After finishing the routing and checking the design rules, I suddenly had over 52 issues with the trace width--which I had to go and fix individually. Somehow, and this never happened before, the traces were now required to be at least 10 wide.
I also had some traces very close to each other, but they passed the rules so I thought they would be fine.... however-->
I then milled the board and double-checked the small traces under the 2x3 header to make sure they cut right, and they did seem to touch a little, so I cut that bit by hand. However, what I didn't notice at the time was the fact that the Attiny44's entire right side was not supposed to be connected to the leg traces, but they all were! Big mill tolerance issue went unnoticed.
Confident (and quite blissfully ignorant at the time) that I corrected the mill mistakes (which I didn't completely), I soldered the components in a considerably small amount of time.
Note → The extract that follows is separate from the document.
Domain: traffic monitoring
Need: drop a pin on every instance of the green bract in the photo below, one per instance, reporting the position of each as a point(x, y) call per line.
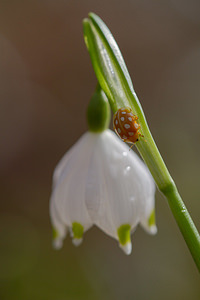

So, looking back, this obviously didn't work because my board had extra connections to the Attiny... I spent some time debugging the board connections before I realized that that may have been the issue. The multimeter is one's real electronics kin, though! I figured out what went wrong quite quickly.
After re-soldering the microcontroller, I was hoping the rc=-1 error would finally go away, but it didn't! It persisted. After testing some more connections with the multimeter, I also de-soldered the resonator & re-soldered a new one, plugged the battery back in, programmed the board, and it worked! Happy ending.